I’ve booked seminars for nine of the first ten working days of the month. Two of these clients have a history of canceling at the last moment. I expect to be presenting only five of those days. No one cancels. I’m on for nine full days (plus travel in between).
Both daughters play soccer. In addition to the regular league play, an out of town tournament is scheduled for the first weekend in December. I go along to chaperone. I squeeze the reading for my class and the Christmas card writing around the games and room checks.
One daughter sings in a children’s choir that’s heavily booked for pre Christmas performances. This year the choirmaster invites the parents to work up a couple of songs and join in at the performances. Back in October this seemed like a good idea. Now, I find myself with evening practices and performance dates jamming my calendar.
My class work winds up mid December, but a major 30 page term paper is due one week before Christmas. I’m burning the oil – midnight and morning – reading, writing and researching.
And, of course, there’s Christmas with the decorating, the entertaining, the shopping, the wrapping, the visiting, and the expectation of peace and good will for all.
I am not exercising. I am not relaxing. I am doing nothing to care for myself.
It is my December from hell. I am exhausted. I am numb. I am a zombie. I can barely put two coherent words together. Even wishing someone ‘Merry Christmas’ is a reach. I vow to myself and all who will listen – never again! Those who suffered through that month with me are equally desperate for change.
Fast forward. My Masters work spans another two years. My business thrives. My health improves. My family continues to love me. All this is only possible because I learn from the experience and change my approach.
My December 1996 errors were two fold. I optimistically crammed too many activities a four week period. And, I sacrificed the rhythm of performance and renewal to an unsustainable nonstop go..go..go.
Here’s what changed in the months that followed.
I worked more with clients early in the booking process to help them be more certain their dates were firm. Using that approach, I booked dates on the assumption they would go forward, and followed a policy of booking only three up front days in any given week.
I completely withdrew from community volunteer activities for the remainder of the Masters program. They all survived without me.
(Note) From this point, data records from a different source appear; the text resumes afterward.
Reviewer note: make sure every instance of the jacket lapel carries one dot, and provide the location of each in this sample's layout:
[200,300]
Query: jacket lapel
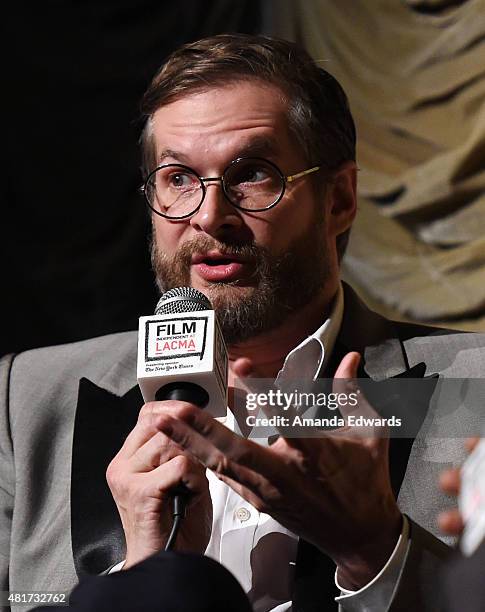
[103,420]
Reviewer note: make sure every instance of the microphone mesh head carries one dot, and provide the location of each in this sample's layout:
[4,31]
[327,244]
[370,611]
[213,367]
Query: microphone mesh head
[182,299]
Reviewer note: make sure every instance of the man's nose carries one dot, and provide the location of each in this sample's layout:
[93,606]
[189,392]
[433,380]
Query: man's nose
[216,216]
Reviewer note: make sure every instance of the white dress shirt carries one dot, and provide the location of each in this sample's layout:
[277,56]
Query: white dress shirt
[260,552]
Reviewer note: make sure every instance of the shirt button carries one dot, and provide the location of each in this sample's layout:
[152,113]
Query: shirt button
[242,514]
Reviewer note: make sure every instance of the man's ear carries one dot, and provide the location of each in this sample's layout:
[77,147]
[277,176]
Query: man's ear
[342,199]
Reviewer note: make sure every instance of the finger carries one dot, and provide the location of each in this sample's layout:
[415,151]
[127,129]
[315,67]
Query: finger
[450,481]
[349,365]
[215,445]
[451,522]
[248,483]
[157,450]
[145,428]
[179,470]
[354,402]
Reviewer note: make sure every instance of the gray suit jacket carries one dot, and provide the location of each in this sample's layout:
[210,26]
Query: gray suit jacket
[66,410]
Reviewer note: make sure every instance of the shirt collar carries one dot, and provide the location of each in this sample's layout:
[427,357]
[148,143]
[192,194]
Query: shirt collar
[310,357]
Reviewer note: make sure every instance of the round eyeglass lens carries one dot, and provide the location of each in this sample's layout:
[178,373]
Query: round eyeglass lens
[174,191]
[253,184]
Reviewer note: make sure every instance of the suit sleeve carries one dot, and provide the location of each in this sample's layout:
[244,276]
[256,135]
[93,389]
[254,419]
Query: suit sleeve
[7,474]
[418,587]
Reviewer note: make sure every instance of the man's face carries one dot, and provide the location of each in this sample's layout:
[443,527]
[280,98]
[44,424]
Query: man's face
[255,267]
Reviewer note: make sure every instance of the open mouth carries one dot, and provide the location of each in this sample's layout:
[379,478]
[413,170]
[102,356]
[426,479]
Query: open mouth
[218,267]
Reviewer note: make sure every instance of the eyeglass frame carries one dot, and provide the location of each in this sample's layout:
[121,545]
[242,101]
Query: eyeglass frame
[285,180]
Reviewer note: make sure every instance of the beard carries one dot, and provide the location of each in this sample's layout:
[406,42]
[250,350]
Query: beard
[279,285]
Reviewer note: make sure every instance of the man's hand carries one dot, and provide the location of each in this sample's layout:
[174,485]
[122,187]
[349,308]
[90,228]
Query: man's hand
[141,477]
[451,521]
[334,491]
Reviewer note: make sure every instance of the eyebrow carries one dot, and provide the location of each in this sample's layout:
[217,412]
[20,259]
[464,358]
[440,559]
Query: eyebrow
[257,147]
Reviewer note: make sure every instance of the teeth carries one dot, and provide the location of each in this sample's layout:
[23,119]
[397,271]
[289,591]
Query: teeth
[217,262]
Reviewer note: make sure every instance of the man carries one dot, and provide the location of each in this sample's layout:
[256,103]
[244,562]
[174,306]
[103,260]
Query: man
[249,152]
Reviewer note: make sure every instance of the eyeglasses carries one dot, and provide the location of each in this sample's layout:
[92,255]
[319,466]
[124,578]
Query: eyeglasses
[254,184]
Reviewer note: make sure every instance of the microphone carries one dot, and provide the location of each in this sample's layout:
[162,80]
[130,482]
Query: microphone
[182,356]
[181,352]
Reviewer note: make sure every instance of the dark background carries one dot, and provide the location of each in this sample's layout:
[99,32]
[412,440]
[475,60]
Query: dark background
[74,230]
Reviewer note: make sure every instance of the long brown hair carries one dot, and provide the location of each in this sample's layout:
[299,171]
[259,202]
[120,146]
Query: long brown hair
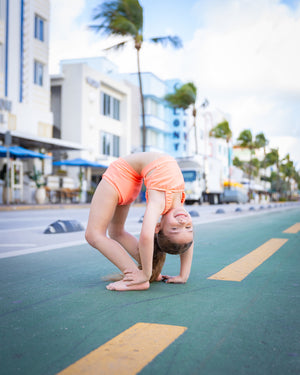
[162,246]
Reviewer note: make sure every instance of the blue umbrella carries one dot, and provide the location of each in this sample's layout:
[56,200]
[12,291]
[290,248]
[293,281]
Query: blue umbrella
[21,152]
[79,163]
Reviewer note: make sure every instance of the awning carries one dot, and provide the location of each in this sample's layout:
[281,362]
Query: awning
[79,163]
[32,141]
[20,152]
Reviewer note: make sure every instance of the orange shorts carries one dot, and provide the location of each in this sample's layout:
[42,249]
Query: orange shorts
[125,180]
[164,174]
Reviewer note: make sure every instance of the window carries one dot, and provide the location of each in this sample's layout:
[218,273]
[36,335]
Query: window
[110,106]
[109,144]
[1,58]
[38,73]
[39,28]
[116,109]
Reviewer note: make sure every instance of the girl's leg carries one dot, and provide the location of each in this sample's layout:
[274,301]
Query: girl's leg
[102,211]
[117,232]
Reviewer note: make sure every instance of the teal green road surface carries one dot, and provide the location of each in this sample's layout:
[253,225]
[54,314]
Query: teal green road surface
[55,308]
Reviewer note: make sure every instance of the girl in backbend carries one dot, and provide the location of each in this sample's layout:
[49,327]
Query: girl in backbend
[166,228]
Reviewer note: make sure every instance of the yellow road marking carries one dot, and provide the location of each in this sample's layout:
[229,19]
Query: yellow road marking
[293,229]
[240,269]
[127,353]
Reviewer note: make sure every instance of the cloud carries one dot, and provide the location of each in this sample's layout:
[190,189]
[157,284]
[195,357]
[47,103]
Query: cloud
[243,57]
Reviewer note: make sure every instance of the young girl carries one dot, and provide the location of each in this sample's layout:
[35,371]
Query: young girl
[119,187]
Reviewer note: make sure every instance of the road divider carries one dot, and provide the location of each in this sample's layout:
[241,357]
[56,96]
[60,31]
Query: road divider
[293,229]
[127,353]
[240,269]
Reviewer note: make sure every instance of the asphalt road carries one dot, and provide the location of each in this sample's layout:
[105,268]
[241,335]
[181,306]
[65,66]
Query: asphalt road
[55,309]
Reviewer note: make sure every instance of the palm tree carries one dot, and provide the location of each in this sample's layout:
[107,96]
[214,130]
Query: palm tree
[184,97]
[125,18]
[222,130]
[288,170]
[246,140]
[272,158]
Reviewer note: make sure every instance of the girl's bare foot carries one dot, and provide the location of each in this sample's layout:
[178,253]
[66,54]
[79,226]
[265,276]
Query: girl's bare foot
[121,286]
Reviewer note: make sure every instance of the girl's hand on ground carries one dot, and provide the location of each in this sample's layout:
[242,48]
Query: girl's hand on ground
[133,277]
[173,279]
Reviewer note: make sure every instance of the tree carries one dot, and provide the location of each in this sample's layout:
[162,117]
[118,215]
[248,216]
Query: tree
[125,18]
[184,97]
[287,168]
[272,158]
[222,130]
[245,140]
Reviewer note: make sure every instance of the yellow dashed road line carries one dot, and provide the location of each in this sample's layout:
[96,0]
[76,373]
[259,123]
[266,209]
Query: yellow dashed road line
[240,269]
[127,353]
[293,229]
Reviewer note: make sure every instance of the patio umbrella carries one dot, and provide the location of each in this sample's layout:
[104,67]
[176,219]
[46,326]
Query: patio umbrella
[21,152]
[79,163]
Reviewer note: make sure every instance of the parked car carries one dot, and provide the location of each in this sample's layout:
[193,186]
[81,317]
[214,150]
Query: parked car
[234,194]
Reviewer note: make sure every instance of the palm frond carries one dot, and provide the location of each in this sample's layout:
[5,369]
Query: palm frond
[174,41]
[120,17]
[117,46]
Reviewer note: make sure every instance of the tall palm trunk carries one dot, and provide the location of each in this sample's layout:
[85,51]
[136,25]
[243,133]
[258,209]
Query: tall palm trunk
[229,165]
[138,47]
[195,129]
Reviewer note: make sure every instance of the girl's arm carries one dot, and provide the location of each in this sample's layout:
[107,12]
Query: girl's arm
[146,244]
[185,267]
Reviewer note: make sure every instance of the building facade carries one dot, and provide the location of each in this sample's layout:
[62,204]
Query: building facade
[24,78]
[92,108]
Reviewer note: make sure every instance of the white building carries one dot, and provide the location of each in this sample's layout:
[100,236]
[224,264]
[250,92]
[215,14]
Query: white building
[93,109]
[24,80]
[25,84]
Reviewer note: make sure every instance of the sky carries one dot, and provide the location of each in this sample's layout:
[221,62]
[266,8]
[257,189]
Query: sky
[242,55]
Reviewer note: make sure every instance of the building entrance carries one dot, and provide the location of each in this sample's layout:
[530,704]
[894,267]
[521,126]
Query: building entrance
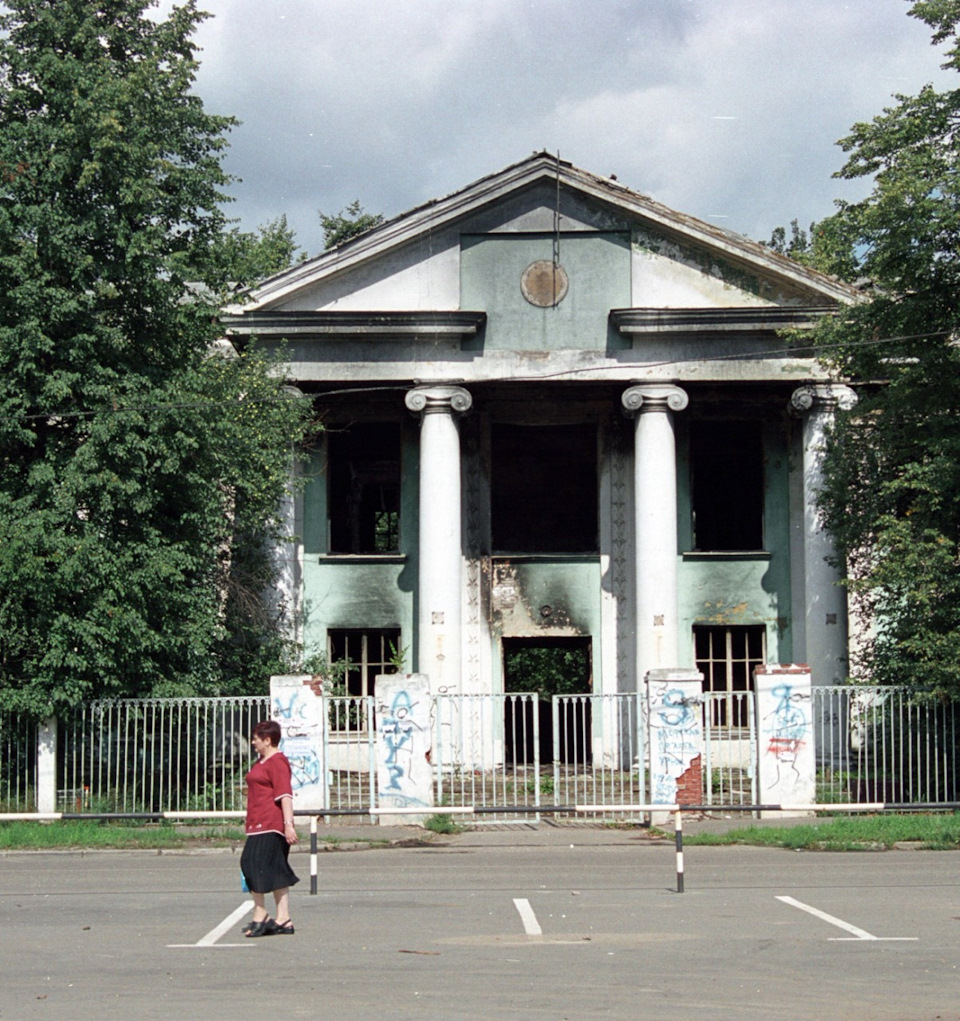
[548,667]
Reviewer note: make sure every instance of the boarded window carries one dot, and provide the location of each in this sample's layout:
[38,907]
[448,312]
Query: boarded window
[543,489]
[726,468]
[727,655]
[365,488]
[357,657]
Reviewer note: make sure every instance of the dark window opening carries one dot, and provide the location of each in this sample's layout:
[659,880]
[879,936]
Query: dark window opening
[726,469]
[727,658]
[365,488]
[543,489]
[547,667]
[356,657]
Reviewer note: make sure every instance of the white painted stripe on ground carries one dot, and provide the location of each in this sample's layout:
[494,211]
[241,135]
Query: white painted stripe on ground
[846,926]
[228,923]
[530,925]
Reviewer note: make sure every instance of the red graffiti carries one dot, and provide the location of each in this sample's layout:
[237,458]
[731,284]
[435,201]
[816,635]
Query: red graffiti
[782,746]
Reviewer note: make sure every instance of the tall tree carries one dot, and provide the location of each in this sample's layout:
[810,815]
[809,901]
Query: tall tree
[137,472]
[346,224]
[892,496]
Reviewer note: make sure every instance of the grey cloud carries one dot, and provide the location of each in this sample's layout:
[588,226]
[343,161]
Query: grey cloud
[723,108]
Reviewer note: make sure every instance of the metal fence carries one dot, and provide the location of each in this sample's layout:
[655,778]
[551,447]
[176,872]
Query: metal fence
[18,752]
[885,744]
[486,751]
[153,755]
[497,751]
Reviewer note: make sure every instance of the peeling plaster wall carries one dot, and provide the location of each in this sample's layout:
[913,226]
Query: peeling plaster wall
[670,275]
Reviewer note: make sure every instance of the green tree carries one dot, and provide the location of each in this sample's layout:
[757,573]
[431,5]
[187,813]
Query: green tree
[249,256]
[347,224]
[828,246]
[139,476]
[892,496]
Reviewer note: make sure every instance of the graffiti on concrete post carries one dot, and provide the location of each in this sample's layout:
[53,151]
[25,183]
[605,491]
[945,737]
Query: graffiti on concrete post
[403,740]
[675,734]
[785,735]
[298,710]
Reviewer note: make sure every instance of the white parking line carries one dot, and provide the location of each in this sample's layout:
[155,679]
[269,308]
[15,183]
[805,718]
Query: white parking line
[858,934]
[228,923]
[530,925]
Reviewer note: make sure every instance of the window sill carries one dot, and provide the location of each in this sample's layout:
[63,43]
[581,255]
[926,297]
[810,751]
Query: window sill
[361,557]
[726,554]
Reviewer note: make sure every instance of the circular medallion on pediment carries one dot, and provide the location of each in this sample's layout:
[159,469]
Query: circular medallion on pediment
[544,283]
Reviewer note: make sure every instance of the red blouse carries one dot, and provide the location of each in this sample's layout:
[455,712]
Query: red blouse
[268,783]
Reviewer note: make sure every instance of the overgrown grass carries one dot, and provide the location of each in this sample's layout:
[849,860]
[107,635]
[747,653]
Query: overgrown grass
[100,834]
[876,832]
[442,823]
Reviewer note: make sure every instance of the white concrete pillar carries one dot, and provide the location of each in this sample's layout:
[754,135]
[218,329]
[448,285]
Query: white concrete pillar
[46,766]
[655,474]
[824,646]
[439,596]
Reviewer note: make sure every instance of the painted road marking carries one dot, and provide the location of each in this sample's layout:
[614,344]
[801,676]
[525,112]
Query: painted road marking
[530,925]
[228,923]
[858,934]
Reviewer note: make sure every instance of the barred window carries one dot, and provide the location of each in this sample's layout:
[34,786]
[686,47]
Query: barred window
[727,655]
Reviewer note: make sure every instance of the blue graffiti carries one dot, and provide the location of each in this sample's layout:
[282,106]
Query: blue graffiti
[397,729]
[294,707]
[305,770]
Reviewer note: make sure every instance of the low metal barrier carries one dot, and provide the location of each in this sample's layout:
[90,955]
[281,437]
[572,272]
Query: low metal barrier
[502,751]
I inquired early about each term’s major projects and papers, I reserved an entire week before each due date for class work only – no seminars, no travel.
These three changes helped me prepare more calmly for my work and do a better job for my clients. They let me enjoy the education experience instead of sidelining it to one more thing on a lengthy list.
And, they allowed me to build in regular time for renewal – to exercise, to take care of myself, to stay in touch with my own thoughts and feelings, and to connect more often with friends and family.
What I learned through it all is that we create many of our own problems and stresses. The good news is we can also set things right.
© Patricia Katz MCE CHRP of Optimus Consulting is a speaker, author and consultant who helps individuals and organizations restore the rhythm of renewal to work and life. To bring Patricia’s expertise to your organization, contact her at www.patkatz.com or toll free at (877) 728-5289.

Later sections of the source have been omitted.